Le istituzioni sono legami che ci sopravvivono proprio perché ci portano fuori di noi. Capire questa dinamica significa comprendere come funzionano i legami, come si muovono, come ci stringono lasciandoci e come noi, lasciandoli, li rendiamo più stretti. La vitalità dei legami, e delle istituzioni, sta nel loro stare, restare, resisterci, abbandonarci, costringerci a disdirci. Letteralmente.
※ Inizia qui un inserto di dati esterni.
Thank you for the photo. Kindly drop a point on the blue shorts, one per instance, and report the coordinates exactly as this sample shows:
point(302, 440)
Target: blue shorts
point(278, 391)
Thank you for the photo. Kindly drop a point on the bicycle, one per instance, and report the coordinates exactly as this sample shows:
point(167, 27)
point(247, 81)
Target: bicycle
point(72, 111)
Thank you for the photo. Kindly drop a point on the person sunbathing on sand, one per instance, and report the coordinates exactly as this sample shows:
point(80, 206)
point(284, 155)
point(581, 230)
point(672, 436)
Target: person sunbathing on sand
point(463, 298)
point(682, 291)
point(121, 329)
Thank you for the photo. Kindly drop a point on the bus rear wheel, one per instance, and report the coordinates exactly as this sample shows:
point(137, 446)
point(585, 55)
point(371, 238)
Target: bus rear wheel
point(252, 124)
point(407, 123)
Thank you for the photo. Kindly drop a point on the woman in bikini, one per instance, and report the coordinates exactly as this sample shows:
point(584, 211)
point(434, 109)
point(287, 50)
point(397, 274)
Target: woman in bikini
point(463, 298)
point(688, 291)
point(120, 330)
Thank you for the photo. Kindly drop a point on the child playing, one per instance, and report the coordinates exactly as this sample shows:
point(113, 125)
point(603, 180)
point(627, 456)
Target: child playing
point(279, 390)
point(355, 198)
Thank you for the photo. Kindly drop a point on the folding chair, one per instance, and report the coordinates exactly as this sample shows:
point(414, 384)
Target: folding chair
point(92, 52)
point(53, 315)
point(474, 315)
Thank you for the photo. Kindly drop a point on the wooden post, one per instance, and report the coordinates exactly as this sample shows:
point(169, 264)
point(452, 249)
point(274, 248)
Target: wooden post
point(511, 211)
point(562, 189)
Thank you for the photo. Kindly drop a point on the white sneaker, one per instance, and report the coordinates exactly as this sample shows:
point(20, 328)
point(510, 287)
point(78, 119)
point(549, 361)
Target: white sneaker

Il lavoro di questa costruzione, la sua tecnica, ha un carattere sperimentale, che non può essere trasmesso come fosse una eredità, un portato, ma una dissipazione, uno spreco, piuttosto. Le istituzioni sono legami e spetta alla politica e alla sua capacità comunicativa - di dirsi e di darsi - lo sforzo per rendere la loro durata, il loro resto, un compito non concluso, una missione impossibile, una macchina celibe.
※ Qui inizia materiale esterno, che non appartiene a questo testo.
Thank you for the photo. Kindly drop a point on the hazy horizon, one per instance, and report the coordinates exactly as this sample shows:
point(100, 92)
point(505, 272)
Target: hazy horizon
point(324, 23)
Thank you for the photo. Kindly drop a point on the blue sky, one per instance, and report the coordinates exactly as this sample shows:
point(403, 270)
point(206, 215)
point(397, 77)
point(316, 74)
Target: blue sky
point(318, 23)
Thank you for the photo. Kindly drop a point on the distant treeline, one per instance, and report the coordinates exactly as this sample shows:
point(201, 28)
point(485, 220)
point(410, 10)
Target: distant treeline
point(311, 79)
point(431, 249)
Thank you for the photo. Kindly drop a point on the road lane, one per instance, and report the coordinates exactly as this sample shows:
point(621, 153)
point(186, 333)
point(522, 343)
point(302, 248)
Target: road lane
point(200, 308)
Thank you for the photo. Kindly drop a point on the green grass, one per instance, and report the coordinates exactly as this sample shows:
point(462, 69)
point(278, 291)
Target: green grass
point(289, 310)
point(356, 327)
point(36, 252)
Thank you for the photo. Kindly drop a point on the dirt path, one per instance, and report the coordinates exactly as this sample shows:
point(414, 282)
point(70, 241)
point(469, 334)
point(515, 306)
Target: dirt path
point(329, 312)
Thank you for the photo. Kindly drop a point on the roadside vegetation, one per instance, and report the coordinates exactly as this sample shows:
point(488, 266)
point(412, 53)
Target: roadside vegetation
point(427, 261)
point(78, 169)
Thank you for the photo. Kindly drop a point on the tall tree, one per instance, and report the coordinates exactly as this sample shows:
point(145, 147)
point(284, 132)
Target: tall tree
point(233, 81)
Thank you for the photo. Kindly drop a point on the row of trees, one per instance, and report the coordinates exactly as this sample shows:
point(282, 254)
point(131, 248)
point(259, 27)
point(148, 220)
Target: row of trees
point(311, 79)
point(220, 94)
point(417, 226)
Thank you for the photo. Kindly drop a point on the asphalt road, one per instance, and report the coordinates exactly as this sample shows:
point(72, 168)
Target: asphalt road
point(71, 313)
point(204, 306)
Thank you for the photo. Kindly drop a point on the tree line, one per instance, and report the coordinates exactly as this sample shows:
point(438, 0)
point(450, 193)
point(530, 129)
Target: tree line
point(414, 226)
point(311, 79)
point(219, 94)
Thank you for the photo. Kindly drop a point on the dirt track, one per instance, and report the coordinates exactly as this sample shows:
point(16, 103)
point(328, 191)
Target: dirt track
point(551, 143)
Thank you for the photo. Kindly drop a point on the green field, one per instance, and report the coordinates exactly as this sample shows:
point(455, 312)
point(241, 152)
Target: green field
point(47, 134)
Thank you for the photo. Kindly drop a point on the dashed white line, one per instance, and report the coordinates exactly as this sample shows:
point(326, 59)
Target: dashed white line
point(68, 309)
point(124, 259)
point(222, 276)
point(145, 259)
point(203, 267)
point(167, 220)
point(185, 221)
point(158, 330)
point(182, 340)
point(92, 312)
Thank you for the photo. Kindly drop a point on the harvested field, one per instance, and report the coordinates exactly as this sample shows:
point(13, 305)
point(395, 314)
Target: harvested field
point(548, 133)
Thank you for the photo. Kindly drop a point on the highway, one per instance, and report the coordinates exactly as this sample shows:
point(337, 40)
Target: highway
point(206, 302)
Comunicare la politica è molto diverso da comunicare una istituzione. La politica comunica se stessa, l’istituzione comunica noi. Non nel senso di una autosufficienza della politica, ma in quello della sua autonomia. Il noi comunicato dalle istituzioni è il punto di arrivo di un processo di trasformazione e di alienazione, di espropriazione che non consente al noi costitutivo di riconoscersi appieno nel noi costituito, ricostituito. Da qui un senso di alterità, di distanza, che le istituzioni devono saper custodire e che la politica prova a confondere, a fraintendere, a disturbare, come una interferenza. La politica entra ed esce dalle istituzioni per restare se stessa. Di questo passaggio le istituzioni sembrano non portare memoria, paiono indifferenti, quando invece è esattamente la differenza la cifra specifica della istituzione.
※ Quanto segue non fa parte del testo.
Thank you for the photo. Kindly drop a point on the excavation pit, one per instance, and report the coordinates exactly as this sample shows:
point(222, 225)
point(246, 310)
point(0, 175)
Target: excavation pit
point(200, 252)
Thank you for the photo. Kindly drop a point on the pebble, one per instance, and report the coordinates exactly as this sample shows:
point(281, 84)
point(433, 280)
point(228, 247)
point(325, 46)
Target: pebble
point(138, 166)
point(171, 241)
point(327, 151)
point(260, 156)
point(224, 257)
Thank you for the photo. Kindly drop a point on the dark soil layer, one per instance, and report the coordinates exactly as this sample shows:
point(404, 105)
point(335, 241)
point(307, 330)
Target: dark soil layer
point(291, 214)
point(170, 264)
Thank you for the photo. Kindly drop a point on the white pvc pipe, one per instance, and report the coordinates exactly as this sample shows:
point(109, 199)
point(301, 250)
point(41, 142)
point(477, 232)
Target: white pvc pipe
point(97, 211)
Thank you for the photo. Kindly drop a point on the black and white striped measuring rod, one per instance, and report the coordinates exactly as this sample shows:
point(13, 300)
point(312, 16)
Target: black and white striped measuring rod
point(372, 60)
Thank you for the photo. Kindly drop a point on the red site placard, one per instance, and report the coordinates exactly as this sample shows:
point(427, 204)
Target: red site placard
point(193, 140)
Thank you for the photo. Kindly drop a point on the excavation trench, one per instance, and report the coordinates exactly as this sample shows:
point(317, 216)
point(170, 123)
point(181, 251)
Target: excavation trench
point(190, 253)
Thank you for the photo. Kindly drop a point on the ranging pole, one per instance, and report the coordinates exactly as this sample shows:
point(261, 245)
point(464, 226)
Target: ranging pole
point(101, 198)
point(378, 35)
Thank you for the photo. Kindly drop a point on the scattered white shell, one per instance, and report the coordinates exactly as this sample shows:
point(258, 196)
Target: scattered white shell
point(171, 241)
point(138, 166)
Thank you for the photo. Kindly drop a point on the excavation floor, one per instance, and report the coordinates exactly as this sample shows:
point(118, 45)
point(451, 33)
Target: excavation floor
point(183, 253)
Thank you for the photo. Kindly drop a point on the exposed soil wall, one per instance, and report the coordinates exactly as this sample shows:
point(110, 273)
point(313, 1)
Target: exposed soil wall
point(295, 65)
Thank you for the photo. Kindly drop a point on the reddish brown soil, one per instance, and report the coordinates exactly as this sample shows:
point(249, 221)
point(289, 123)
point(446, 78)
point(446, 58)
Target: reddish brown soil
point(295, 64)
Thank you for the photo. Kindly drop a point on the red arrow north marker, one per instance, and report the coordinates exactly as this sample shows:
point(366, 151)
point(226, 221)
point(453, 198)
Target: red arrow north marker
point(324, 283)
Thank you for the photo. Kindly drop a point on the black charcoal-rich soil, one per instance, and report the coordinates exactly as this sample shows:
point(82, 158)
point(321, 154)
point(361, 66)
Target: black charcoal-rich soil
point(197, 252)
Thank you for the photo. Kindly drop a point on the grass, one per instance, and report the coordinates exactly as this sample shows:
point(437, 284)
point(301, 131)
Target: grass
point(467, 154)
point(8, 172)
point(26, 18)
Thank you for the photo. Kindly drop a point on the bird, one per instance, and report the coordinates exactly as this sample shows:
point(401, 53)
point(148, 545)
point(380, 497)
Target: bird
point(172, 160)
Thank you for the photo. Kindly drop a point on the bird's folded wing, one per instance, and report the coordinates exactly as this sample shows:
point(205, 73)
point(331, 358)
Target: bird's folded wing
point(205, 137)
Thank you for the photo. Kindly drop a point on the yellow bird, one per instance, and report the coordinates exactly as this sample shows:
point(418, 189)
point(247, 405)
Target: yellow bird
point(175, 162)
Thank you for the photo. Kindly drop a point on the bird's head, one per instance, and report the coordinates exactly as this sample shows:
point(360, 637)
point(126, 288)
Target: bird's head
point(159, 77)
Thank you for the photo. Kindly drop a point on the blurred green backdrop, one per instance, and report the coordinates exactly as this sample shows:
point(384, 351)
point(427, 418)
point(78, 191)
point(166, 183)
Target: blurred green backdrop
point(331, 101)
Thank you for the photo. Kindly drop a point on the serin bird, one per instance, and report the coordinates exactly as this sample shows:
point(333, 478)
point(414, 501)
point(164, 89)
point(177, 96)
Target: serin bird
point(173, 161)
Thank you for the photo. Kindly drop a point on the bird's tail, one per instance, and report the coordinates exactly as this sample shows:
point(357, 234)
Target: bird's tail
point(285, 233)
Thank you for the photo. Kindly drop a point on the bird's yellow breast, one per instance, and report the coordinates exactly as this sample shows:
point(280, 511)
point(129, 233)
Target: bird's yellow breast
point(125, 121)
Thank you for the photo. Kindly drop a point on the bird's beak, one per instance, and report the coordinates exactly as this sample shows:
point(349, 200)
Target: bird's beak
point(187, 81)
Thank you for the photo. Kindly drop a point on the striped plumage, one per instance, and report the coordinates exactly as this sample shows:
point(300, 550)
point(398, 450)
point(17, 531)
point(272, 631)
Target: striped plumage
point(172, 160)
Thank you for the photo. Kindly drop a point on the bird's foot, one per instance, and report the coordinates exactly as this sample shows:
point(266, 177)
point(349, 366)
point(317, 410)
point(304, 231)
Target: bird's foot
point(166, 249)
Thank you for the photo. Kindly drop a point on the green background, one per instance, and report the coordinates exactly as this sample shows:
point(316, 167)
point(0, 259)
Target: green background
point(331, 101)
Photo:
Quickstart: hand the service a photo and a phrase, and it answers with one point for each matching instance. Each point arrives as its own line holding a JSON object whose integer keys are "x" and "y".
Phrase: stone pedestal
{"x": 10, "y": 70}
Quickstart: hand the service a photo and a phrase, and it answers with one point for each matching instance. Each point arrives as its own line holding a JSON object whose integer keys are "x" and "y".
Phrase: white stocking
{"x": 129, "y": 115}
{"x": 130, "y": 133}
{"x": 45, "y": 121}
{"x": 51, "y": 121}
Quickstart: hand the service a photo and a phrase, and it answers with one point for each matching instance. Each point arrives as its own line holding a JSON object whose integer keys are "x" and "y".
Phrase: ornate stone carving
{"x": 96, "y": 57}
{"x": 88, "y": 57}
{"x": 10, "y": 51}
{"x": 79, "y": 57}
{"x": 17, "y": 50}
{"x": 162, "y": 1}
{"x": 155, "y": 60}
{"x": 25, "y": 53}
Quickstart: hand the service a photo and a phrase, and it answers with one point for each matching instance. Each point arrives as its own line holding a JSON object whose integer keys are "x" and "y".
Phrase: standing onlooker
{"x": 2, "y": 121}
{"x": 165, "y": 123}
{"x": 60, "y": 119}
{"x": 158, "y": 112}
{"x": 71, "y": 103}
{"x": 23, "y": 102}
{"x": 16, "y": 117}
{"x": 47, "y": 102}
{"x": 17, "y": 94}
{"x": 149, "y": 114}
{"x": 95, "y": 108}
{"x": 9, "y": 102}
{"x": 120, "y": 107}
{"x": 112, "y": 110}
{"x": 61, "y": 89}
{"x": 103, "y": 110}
Costruire legami, dunque. Porte di accesso, chiavi nascoste, strumenti per uscirne vivi, luoghi di confronto, piazze e panchine. Questa urbanizzazione è la missione che i cittadini, uti singuli e nella loro dimensione associativa, dunque politica, sono chiamati a fallire, perché le istituzioni per essere tali non devono poter consentire un riconoscimento finale, una conclusione, un inveramento, una fine, perfino nella forma dell’happy ending. La fine delle istituzioni, la loro efficacia, la loro efficienza
non deve essere realizzata, ma solo possibile, come ogni katechon. Se l’istituzione si fa reale manca il suo obiettivo che non è, come potrebbe sembrare, il passato, la chiusura del cerchio, ma il futuro. La durata di ciò che resta. L’istituzione è sempre sopravvissuta, superstite, l’esatto contrario dello zombie che è morto e divora il vivo. L’istituzione non può morire, nonostante la violenza della politica che la attraversa, che prova ad usarla, quand’anche fosse per l’elevato scopo della salus rei publicae. Per questo è l’istituzione a cambiare la politica, e non vicecersa, del suo passaggio dentro l’istituzione la politica porta traccia e memoria, trasformandosi. Il contrario di quello che siamo portati a pensare. Ma questo perché nello stare dell’istituzione c’è la sua vitalità, la sua promessa, il suo errare.